Речь идет о Хан-Султан, дочери хорезмшаха, ставшей женой Джучи. «Хан-Султан — старшая из дочерей султана ['Ала' ад-дина] Мухаммада — была взята в плен [татарами] вместе с Теркен-хатун. Ее взял к себе Души-хан, и она [юдила ему детей. Затем Души-хан умер, и она сообщила своему брату, султану Джалал-ад-дину], сведения о татарах, о новостях у них и об их положении. <…> Она сообщала брату, что ал-хакан уже приказал учить ее детей Корану "и к нему дошло известие о твоей силе, вооружении, о твоем могуществе и обширности твоих владений. Поэтому он решил с тобой породниться и договориться о том, чтобы владения ваши были разграничены рекой Джейхун: тебе то, что до реки, а ему то, что за ней» (ан-Насави. 85). В переводе 3. М. Буниятова речь идет о детях Хан-Султан, а не о детях хакана. Совершенно ясно, что ал-хакан — это хан Угедей. — Доп. А.Ю.
101
«Кара-хан, будучи наследником престола, занял место отца и стал падишахом. У него родился весьма счастливый и с августейшими признаками сын. Три дня и три ночи он не брал грудь матери.

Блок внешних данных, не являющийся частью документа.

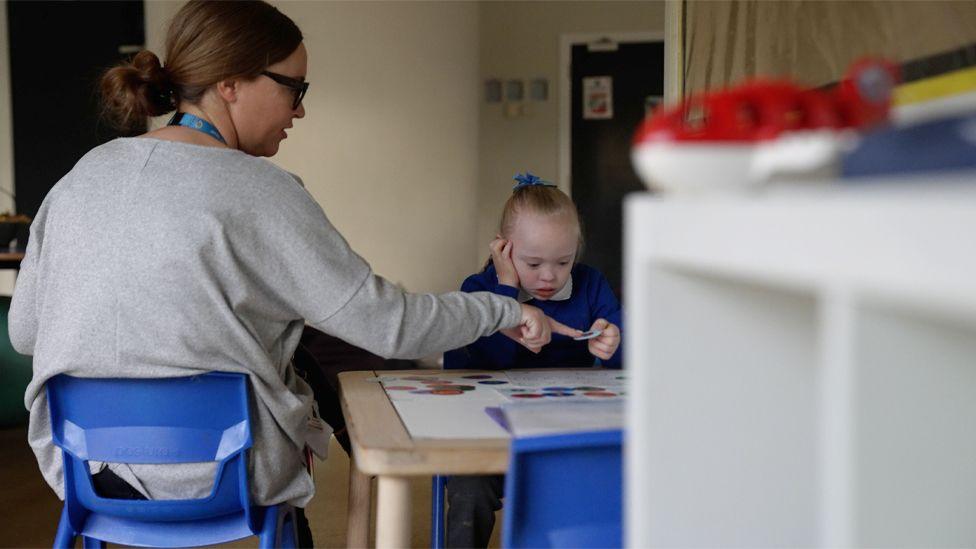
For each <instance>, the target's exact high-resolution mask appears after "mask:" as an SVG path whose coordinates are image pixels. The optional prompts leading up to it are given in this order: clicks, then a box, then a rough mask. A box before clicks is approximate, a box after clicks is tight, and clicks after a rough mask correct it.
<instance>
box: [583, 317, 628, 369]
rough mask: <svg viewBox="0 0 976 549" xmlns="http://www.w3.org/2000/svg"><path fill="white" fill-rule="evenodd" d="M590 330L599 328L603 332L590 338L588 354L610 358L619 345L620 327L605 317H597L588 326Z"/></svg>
mask: <svg viewBox="0 0 976 549" xmlns="http://www.w3.org/2000/svg"><path fill="white" fill-rule="evenodd" d="M590 330H601V331H602V332H603V333H601V334H600V335H598V336H596V337H594V338H593V339H591V340H590V342H589V344H588V347H589V350H590V354H591V355H593V356H595V357H597V358H599V359H600V360H610V357H612V356H613V353H615V352H616V351H617V347H619V346H620V328H618V327H617V325H616V324H611V323H609V322H607V321H606V320H605V319H602V318H598V319H596V321H594V322H593V325H592V326H590Z"/></svg>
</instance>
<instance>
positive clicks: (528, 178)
mask: <svg viewBox="0 0 976 549" xmlns="http://www.w3.org/2000/svg"><path fill="white" fill-rule="evenodd" d="M512 179H513V180H515V181H518V183H517V184H516V185H515V186H514V187H512V190H516V189H521V188H522V187H531V186H533V185H538V186H540V187H555V186H556V184H555V183H553V182H551V181H546V180H545V179H542V178H540V177H539V176H537V175H533V174H532V172H525V174H521V173H516V174H515V177H513V178H512Z"/></svg>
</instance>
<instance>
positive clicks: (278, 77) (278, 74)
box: [261, 71, 308, 110]
mask: <svg viewBox="0 0 976 549" xmlns="http://www.w3.org/2000/svg"><path fill="white" fill-rule="evenodd" d="M261 74H262V75H264V76H267V77H268V78H270V79H272V80H274V81H275V82H277V83H279V84H281V85H282V86H284V87H286V88H288V89H290V90H291V91H292V93H294V94H295V100H294V101H292V104H291V110H296V109H298V106H299V105H301V104H302V99H303V98H304V97H305V92H307V91H308V82H306V81H304V80H299V79H297V78H291V77H288V76H285V75H283V74H278V73H276V72H271V71H261Z"/></svg>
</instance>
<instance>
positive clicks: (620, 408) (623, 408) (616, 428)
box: [501, 400, 624, 437]
mask: <svg viewBox="0 0 976 549" xmlns="http://www.w3.org/2000/svg"><path fill="white" fill-rule="evenodd" d="M501 409H502V413H503V414H504V415H505V419H506V421H507V423H508V430H509V431H510V432H511V433H512V436H515V437H524V436H536V435H552V434H557V433H571V432H579V431H604V430H609V429H623V427H624V401H623V400H607V401H549V402H512V403H506V404H503V405H502V406H501Z"/></svg>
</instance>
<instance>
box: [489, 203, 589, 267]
mask: <svg viewBox="0 0 976 549" xmlns="http://www.w3.org/2000/svg"><path fill="white" fill-rule="evenodd" d="M526 212H529V213H535V214H539V215H544V216H558V215H565V216H567V218H568V219H569V220H570V222H571V223H572V224H573V225H574V226H575V227H576V234H577V243H576V257H575V258H574V261H579V257H580V255H581V254H582V253H583V224H582V222H581V221H580V218H579V212H578V211H577V210H576V204H574V203H573V199H572V198H570V197H568V196H566V193H564V192H562V191H560V190H559V188H558V187H554V186H551V185H524V186H521V187H518V188H517V189H515V191H514V192H512V196H510V197H508V200H506V201H505V206H504V207H503V208H502V219H501V222H500V223H499V225H498V233H499V234H501V235H502V237H503V238H508V237H509V235H511V234H512V231H513V230H514V229H515V222H516V220H517V219H518V216H519V215H520V214H522V213H526ZM490 264H491V258H490V257H489V258H488V262H487V263H486V264H485V267H487V266H488V265H490Z"/></svg>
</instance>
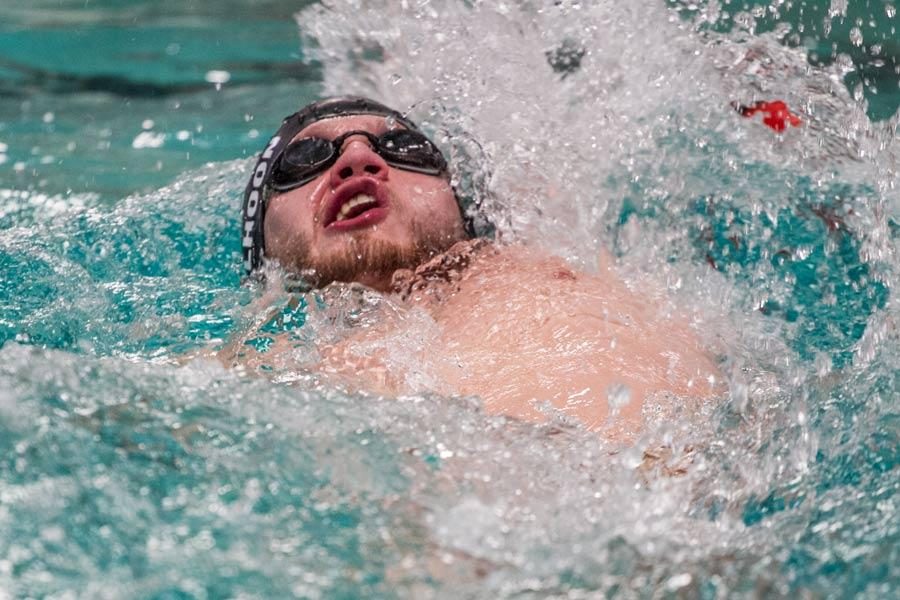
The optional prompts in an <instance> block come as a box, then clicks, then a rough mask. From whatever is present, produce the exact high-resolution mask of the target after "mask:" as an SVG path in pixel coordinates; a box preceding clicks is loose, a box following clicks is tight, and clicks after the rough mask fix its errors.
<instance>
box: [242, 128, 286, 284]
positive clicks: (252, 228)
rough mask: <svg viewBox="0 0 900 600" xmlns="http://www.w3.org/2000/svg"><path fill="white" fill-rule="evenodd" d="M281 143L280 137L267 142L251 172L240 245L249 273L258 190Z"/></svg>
mask: <svg viewBox="0 0 900 600" xmlns="http://www.w3.org/2000/svg"><path fill="white" fill-rule="evenodd" d="M280 141H281V136H278V135H276V136H275V137H273V138H272V139H271V140H269V145H268V146H266V149H265V150H263V153H262V155H261V156H260V159H259V163H257V165H256V170H254V171H253V180H252V181H251V184H250V193H249V194H248V195H247V205H246V206H245V207H244V237H243V239H242V240H241V245H242V246H243V249H244V267H245V268H246V269H247V270H248V271H250V270H251V269H252V268H253V248H254V243H253V233H254V231H256V229H257V227H259V226H261V224H260V223H257V212H258V210H259V202H260V188H261V187H262V185H263V184H264V183H265V181H266V174H267V173H268V171H269V160H270V159H271V158H272V155H273V154H274V153H275V148H276V147H277V146H278V143H279V142H280Z"/></svg>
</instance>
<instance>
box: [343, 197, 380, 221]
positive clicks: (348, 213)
mask: <svg viewBox="0 0 900 600" xmlns="http://www.w3.org/2000/svg"><path fill="white" fill-rule="evenodd" d="M378 206H379V204H378V200H376V199H375V197H374V196H370V195H368V194H359V195H357V196H354V197H353V198H351V199H349V200H347V201H346V202H344V204H343V205H342V206H341V210H339V211H338V214H337V217H335V219H334V222H335V223H340V222H341V221H347V220H352V219H355V218H356V217H358V216H360V215H362V214H363V213H365V212H366V211H369V210H372V209H373V208H378Z"/></svg>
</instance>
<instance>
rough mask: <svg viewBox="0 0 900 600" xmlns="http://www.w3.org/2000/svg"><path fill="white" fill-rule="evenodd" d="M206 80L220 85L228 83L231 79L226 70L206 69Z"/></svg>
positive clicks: (209, 81) (230, 75) (211, 82)
mask: <svg viewBox="0 0 900 600" xmlns="http://www.w3.org/2000/svg"><path fill="white" fill-rule="evenodd" d="M206 81H208V82H209V83H215V84H218V85H221V84H223V83H228V82H229V81H231V73H229V72H228V71H216V70H213V71H207V72H206Z"/></svg>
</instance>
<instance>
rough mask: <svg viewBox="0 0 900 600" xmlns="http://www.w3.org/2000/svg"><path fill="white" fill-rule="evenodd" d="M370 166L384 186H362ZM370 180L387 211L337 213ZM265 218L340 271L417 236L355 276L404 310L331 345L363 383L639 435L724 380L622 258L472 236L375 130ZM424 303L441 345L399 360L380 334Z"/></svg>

Мать потеряла надежду на его жизнь и была печальна и грустна. Однажды ночью она увидела во сне, как сын говорит ей: "Если ты желаешь чтобы я сосал твою грудь, то уверуй в единого творца, признай его и считай его власть над собой обязательной". Женщина видела этот сон в течение трех ночей. Но так как это племя было неверным (кафир), то женщина не осмелилась рассказать им о случившемся и втайне от мужа уверовала во всевышнего господа. Воздев руки к небесам, она взмолилась и сказала: "Господи! Помоги мне, несчастной, сделай мое молоко для этого дитяти сладким!". И Огуз сразу же прижался к материнской груди и стал сосать» (Фазлаллах Рашид ад-Дин. Огуз-наме/Пер. с перс., предисл., коммент., прим, и указатели Р. М. Шукюровой. Баку, 1987. С. 26). — Доп. А.Ю.